How alert evaluation works

AlertService.evaluar_alertas() accepts a single argument: a normalized weather dictionary produced by NormalizerService. It reads four keys from that dictionary — temperatura, viento, lluvia, and humedad — and compares each value against the thresholds below. Alert codes from different variables can coexist in the same response; for example, a record can simultaneously carry NARANJA_CALOR and NARANJA_VIENTO. If the data dictionary fails the validate_weather_data() check in utils/validators.py, the method returns an empty list immediately and skips all threshold comparisons. Likewise, if any value cannot be cast to float, the method returns an empty list rather than raising an exception.
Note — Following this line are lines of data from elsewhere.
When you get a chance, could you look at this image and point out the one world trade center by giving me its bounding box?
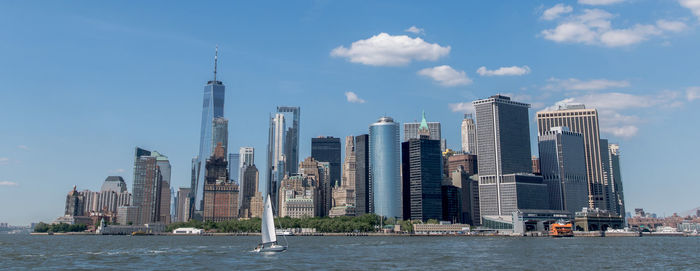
[188,48,226,218]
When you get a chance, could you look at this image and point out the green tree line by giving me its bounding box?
[167,214,413,233]
[34,222,87,232]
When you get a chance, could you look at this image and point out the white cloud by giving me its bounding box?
[404,25,425,35]
[541,8,686,47]
[578,0,625,6]
[109,168,126,173]
[656,20,688,32]
[601,125,639,137]
[540,4,574,21]
[345,91,365,104]
[0,181,19,186]
[685,87,700,102]
[545,91,680,137]
[447,102,476,114]
[418,65,472,87]
[331,33,451,66]
[476,66,530,76]
[543,78,630,90]
[678,0,700,19]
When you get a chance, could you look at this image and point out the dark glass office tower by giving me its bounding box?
[473,95,549,221]
[277,106,300,176]
[401,136,442,221]
[355,134,373,216]
[190,49,226,219]
[132,148,170,224]
[311,136,340,186]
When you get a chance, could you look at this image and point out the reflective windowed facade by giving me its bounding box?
[369,117,402,218]
[190,80,226,216]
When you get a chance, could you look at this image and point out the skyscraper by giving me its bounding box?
[298,157,332,216]
[64,186,85,216]
[238,165,260,218]
[537,104,607,209]
[401,135,442,221]
[175,187,192,222]
[311,136,340,186]
[277,106,301,176]
[189,48,226,219]
[473,95,549,219]
[211,117,228,156]
[96,176,131,217]
[369,117,403,218]
[608,144,626,218]
[538,127,588,213]
[260,113,286,209]
[228,153,241,184]
[328,136,356,217]
[600,139,617,214]
[403,111,447,151]
[132,148,170,224]
[157,155,171,224]
[461,114,476,154]
[355,134,373,216]
[447,153,478,175]
[202,142,238,222]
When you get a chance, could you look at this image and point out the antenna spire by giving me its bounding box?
[214,44,219,84]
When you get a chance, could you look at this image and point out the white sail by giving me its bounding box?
[260,195,277,244]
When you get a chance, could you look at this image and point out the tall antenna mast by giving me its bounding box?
[214,44,219,84]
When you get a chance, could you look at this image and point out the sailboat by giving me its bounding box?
[253,194,287,252]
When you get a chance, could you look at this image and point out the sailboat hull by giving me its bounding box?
[255,245,287,252]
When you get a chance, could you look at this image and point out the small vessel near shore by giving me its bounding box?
[253,194,287,252]
[549,221,574,237]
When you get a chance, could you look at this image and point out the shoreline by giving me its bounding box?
[29,232,700,238]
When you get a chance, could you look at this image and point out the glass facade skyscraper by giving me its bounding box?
[355,134,373,216]
[311,136,341,186]
[401,136,442,221]
[538,127,588,213]
[369,117,402,218]
[473,95,549,219]
[190,50,226,218]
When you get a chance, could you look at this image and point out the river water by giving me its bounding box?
[0,235,700,270]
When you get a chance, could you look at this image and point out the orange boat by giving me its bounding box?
[549,221,574,237]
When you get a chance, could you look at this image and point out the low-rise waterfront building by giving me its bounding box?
[575,208,625,231]
[413,224,470,234]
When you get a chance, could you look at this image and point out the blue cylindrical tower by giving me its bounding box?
[369,117,402,218]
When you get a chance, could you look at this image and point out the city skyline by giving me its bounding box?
[0,1,700,224]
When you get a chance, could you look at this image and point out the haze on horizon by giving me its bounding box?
[0,0,700,225]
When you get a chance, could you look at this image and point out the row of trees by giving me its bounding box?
[167,214,422,233]
[34,222,87,232]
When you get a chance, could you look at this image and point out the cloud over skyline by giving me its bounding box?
[678,0,700,19]
[578,0,625,6]
[476,66,530,76]
[331,33,451,66]
[545,91,682,138]
[542,77,630,91]
[404,25,425,35]
[418,65,472,87]
[540,7,687,47]
[345,91,365,104]
[0,181,19,186]
[540,4,574,21]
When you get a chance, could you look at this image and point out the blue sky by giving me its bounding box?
[0,0,700,224]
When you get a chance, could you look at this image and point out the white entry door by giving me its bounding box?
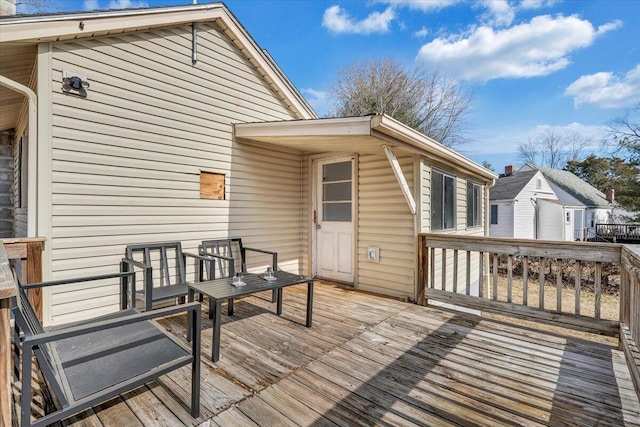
[315,158,354,283]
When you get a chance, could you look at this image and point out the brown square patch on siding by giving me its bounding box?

Alert codes and thresholds

The table below lists every alert code that AlertService can emit, in priority order within each variable group.
Alert codeVariableCondition
ROJA_CALORTemperature≥ 40 °C
NARANJA_CALORTemperature≥ 35 °C and < 40 °C
ROJA_FRIOTemperature≤ −5 °C
NARANJA_FRIOTemperature≤ 0 °C and > −5 °C
ROJA_VIENTOWind speed> 70 km/h
NARANJA_VIENTOWind speed> 40 km/h and ≤ 70 km/h
ROJA_LLUVIARainfall> 30 mm
NARANJA_LLUVIARainfall> 10 mm and ≤ 30 mm
NARANJA_HUMEDADHumidity≥ 90%
VERDENo other condition met
Temperature uses elif branches, so only one temperature code is ever emitted per record. Wind and rainfall behave the same way. Humidity has only a single threshold — there is no ROJA_HUMEDAD level. All four variable checks run independently, which means the alertas list can contain at most one temperature code, one wind code, one rainfall code, and one humidity code at the same time.

Example API response

The alertas field is included directly in the JSON object returned by GET /api/clima. The example below shows a hot-day scenario where temperature breaches the 35 °C orange threshold but does not reach 40 °C:
{
  "ciudad": "Madrid-Cuatro Vientos",
  "estacion": "Madrid-Cuatro Vientos",
  "fecha": "2026-05-07T14:00:00",
  "temperatura": 37.5,
  "humedad": 45,
  "viento": 25.0,
  "presion": 1012.0,
  "lluvia": 0.0,
  "alertas": ["NARANJA_CALOR"],
  "fuente": "aemet"
}
A record with no risk conditions returns:
{
  "ciudad": "Madrid-Retiro",
  "estacion": "Madrid-Retiro",
  "fecha": "2026-05-07T09:00:00",
  "temperatura": 18.2,
  "humedad": 62,
  "viento": 12.0,
  "presion": 1018.0,
  "lluvia": 0.0,
  "alertas": ["VERDE"],
  "fuente": "aemet"
}

Validation before evaluation

validate_weather_data() runs as the first line of evaluar_alertas(). Invalid data — such as a record missing required fields or containing out-of-range values — causes the method to return [] rather than emitting misleading alert codes. This ensures that only structurally sound, physically plausible readings are ever classified.
alert_service.py
def evaluar_alertas(self, registro_normalizado: Dict[str, Any]) -> List[str]:
    if not validate_weather_data(registro_normalizado):
        return []
    # threshold checks follow ...
VERDE is not a default fallback applied blindly — it is only appended when the alertas list is still empty after all four variable checks have completed. A record carrying VERDE means every measured variable is within safe operating ranges.